Tlaa-Ka-chiis (Tonquin) Guardian

Tlaa-Ka-chiis (ƛaakačiis) 
Tonquin guardian,
Grandmother Cedar,
your proud spires
fork the sky.

When you and the land were young,
so many years ago,
the Nuu-chah-nulth people
walked your trails
with soft footsteps and respect.
In those days, they tell us, humans,
wild ones and trees were kin
who spoke to one another.
Salmon were plentiful; wolves
and whales and bears were fat.

High on your trunk, the marks
where women once stripped cedar
for their baskets and ceremonial hats
proclaim the long history
of the First People of this place
(the all along the water people,
at home in their Ha'houlthee.
They were careful; when they
peeled your bark, they did it respectfully,
thanked you, then took no more,
so you could heal.

You have witnessed many years;
the world around you has changed
greatly from the one you knew.
You of the forest talk to each other still,
but we mamalthni have forgotten
how to hear.

Small and contrite, I gaze upwards
at your majesty.
Guardian, keeper of the forest,
gateway to the beyond-human realm,
I share this green moment with you.
You breathe out; I breathe in -
fierce love, this moment of
consciousness, of connection,
of Being Tree.
I come away from you

for my prompt at earthweal: Fierce Love

Tlaa-Ka-chiis - Tonquin - stands on the beach because the whales like to "stand up" there 
Nuu-chah nulth means all along the waters people
Ha-Hoothlee - territory
mamalthni - white people


  1. This is inspiring, Sherry. It must be a wonderful thing to feel transformed as you are by this connection.

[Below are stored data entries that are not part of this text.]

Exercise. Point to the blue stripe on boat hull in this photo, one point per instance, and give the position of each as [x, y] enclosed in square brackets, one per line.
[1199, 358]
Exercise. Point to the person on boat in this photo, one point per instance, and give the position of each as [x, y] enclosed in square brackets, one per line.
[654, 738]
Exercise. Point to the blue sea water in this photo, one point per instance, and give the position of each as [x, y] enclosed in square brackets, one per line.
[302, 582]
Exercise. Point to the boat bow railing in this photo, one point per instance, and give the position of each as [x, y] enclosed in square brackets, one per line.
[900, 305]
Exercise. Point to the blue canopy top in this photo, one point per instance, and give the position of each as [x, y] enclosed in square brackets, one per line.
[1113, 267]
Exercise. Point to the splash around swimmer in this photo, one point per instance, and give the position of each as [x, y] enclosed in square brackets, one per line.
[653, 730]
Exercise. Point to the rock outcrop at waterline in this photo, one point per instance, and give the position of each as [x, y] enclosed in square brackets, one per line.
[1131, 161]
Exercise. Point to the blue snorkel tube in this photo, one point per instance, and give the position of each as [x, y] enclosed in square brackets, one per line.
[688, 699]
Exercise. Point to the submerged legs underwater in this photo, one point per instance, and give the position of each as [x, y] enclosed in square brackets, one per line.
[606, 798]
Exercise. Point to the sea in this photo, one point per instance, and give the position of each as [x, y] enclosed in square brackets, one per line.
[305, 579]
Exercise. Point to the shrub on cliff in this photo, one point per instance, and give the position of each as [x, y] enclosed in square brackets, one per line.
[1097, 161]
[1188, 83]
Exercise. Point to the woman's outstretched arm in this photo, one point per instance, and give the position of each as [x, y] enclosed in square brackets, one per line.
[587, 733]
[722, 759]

  2. What a wonderful experience you have shared here, Sherry. I envy you. But it also reminds me of the first time I visited The Natural Bridge State Park, here in Wisconsin. I sat for a very long time, in front of the cave there that was once home to Paleolithic Indians in times long past. And I felt some of what you express here. Thank you,


  3. What reverence and honour in these words - thank you for sharing this beauty with us.

  4. To know a tree that well is a gift.

  5. This is so beautiful Sherry, to share a green moment with this wonderful tree breathing in and out fierce love - what a blessing xxx

  6. A fierce love is intimate knowledge, as a walker has of this Tree -- cares enough for substance and being that love is history. You're reading The Overstory now, what that book gifted me with is the sense of how powerful and regnant trees are in stillness, rooted in place and helpless at the same time without loving community. All of that here.

  7. I love this piece with all the Tonquin words: there's a real sense of connection to the earth here, of guardianship, and of course, fierce love.